The NLRB held that this policy language was unlawful because employees could “reasonably construe” the language prohibiting “disrespectful” conduct and “language which injures the image or reputation of the Dealership,” to include statements made to co-workers and others about improving the employees’ working conditions.
The NLRB criticized the rule for two reasons:
- The handbook did not contain any language informing employees that statements protected under the Act were not prohibited under the courtesy policy.
- Second, according to the NLRB, employees could reasonably assume, based on a fair reading of the rule, that the company would regard statements of protest or criticism as disrespectful or injurious to its reputation.
This case illustrates that although employers must act cautiously when disciplining employees for comments on social media, they may still discharge employees for inappropriate comments that are not protected under the Act, including postings on social media that are made without any connection or relation to other employees’ terms and conditions of employment (provided the termination does not violate other laws).
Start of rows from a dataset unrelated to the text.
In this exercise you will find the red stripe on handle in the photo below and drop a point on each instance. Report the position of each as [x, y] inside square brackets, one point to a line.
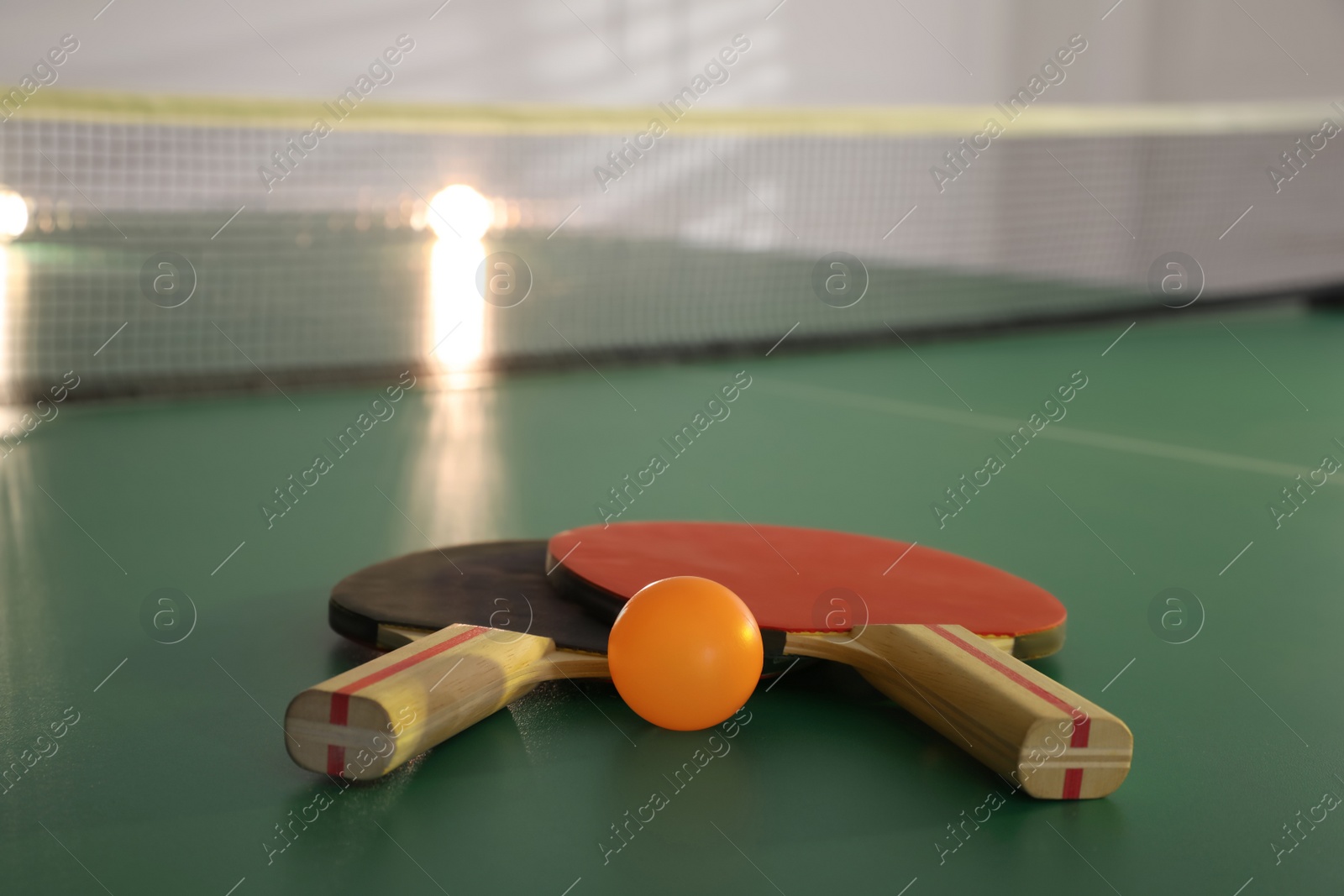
[340, 698]
[387, 672]
[1082, 725]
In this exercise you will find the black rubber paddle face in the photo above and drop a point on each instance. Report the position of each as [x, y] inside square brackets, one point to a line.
[499, 584]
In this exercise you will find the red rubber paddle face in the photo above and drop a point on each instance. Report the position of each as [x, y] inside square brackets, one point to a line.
[811, 579]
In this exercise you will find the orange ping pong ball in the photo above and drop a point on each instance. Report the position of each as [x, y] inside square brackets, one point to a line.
[685, 653]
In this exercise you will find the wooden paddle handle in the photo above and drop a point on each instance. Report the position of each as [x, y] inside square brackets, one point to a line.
[1032, 731]
[370, 720]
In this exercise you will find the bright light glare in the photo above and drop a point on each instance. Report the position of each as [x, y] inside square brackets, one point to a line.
[460, 211]
[457, 313]
[13, 214]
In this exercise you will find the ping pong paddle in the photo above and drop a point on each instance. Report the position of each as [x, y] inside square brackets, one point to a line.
[470, 629]
[921, 625]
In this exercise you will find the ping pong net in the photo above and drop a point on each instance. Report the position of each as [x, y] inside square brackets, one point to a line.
[235, 244]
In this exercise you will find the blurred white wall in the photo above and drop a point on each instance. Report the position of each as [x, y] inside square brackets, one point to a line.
[642, 51]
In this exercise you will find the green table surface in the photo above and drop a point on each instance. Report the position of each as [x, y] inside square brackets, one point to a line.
[175, 778]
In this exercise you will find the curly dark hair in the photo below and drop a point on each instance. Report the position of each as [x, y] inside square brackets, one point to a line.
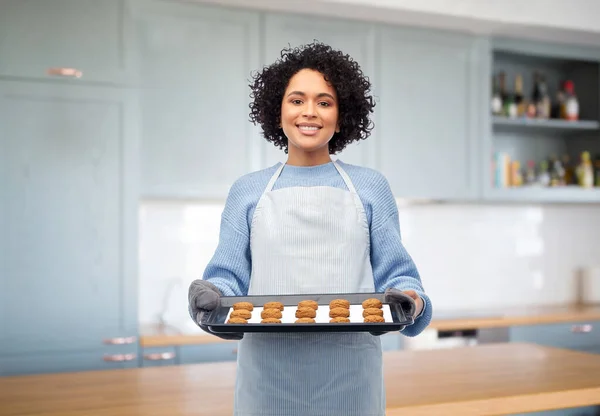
[339, 69]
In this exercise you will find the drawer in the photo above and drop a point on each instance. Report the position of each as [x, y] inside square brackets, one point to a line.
[575, 335]
[158, 356]
[191, 354]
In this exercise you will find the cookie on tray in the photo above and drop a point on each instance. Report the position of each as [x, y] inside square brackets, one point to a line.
[339, 303]
[235, 320]
[374, 319]
[339, 320]
[372, 312]
[372, 303]
[241, 313]
[339, 313]
[270, 313]
[273, 305]
[309, 304]
[243, 305]
[305, 313]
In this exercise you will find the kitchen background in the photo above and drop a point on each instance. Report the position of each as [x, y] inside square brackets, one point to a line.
[124, 123]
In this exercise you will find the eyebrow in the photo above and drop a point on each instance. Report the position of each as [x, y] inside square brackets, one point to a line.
[323, 94]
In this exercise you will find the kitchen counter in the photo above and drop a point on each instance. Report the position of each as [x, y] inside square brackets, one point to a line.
[482, 380]
[155, 336]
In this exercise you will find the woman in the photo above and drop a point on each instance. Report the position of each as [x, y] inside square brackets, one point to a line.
[310, 225]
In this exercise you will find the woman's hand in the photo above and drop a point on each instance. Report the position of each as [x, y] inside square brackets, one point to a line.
[418, 301]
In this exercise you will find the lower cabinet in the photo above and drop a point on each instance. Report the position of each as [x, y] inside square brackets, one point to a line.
[579, 336]
[158, 357]
[193, 354]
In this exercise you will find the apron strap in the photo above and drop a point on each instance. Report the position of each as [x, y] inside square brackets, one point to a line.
[345, 177]
[274, 178]
[341, 171]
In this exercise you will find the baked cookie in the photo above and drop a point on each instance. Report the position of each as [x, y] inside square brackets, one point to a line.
[241, 313]
[339, 303]
[374, 318]
[372, 312]
[305, 313]
[273, 305]
[243, 305]
[339, 312]
[372, 303]
[309, 304]
[305, 321]
[339, 320]
[270, 313]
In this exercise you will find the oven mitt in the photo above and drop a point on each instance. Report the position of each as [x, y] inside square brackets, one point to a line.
[406, 303]
[204, 297]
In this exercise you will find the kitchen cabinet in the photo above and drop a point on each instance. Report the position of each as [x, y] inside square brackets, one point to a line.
[68, 227]
[524, 140]
[195, 62]
[582, 336]
[354, 38]
[89, 36]
[429, 84]
[191, 354]
[158, 357]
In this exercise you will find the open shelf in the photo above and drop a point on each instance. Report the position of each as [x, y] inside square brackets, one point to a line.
[527, 124]
[533, 194]
[515, 143]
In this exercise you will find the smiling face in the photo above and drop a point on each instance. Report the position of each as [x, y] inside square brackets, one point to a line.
[309, 117]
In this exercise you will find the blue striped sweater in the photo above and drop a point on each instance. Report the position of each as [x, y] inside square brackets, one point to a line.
[230, 267]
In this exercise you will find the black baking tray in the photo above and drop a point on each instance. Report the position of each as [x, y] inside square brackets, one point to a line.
[402, 314]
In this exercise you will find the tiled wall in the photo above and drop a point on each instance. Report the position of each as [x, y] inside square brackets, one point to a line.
[469, 256]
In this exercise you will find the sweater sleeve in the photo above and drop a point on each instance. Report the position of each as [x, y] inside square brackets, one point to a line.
[392, 265]
[230, 267]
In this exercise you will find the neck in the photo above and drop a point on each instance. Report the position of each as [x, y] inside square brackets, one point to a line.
[297, 157]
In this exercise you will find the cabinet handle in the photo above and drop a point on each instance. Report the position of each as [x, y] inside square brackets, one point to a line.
[119, 357]
[159, 356]
[65, 72]
[120, 340]
[582, 329]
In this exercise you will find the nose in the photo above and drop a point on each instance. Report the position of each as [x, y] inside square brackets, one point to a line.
[309, 110]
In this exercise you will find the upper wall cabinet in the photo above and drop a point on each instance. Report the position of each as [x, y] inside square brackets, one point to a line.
[87, 40]
[428, 130]
[68, 227]
[354, 38]
[195, 68]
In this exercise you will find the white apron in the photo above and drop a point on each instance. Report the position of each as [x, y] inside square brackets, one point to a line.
[308, 240]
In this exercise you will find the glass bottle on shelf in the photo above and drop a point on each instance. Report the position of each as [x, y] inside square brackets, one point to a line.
[530, 173]
[519, 99]
[534, 103]
[585, 171]
[570, 104]
[496, 97]
[597, 170]
[543, 106]
[569, 170]
[560, 98]
[544, 175]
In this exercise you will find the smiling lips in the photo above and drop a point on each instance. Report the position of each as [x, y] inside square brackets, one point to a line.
[309, 129]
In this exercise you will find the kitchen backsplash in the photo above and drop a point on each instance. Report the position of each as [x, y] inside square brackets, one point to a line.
[469, 256]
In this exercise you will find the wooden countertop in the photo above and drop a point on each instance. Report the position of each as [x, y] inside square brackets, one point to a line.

It also shows, however, that the NLRB will continue to scrutinize handbooks closely, and reject any policy that could potentially be interpreted to prohibit protected concerted activity by employees.
Factoids
- Despite uncertainty, 88% of employers plan to continue to offer health care benefits
- 42% plan to increase employee costs by 1% to 5%
- 13% by more than 5%
- $387 per person per year is the average savings in medical claims after being enrolled in a wellness program
- In 2012, 59% of employers used monetary incentives to promote wellness participation, up from 37% in 2011
Quote
Why do they call it rush hour when nothing moves?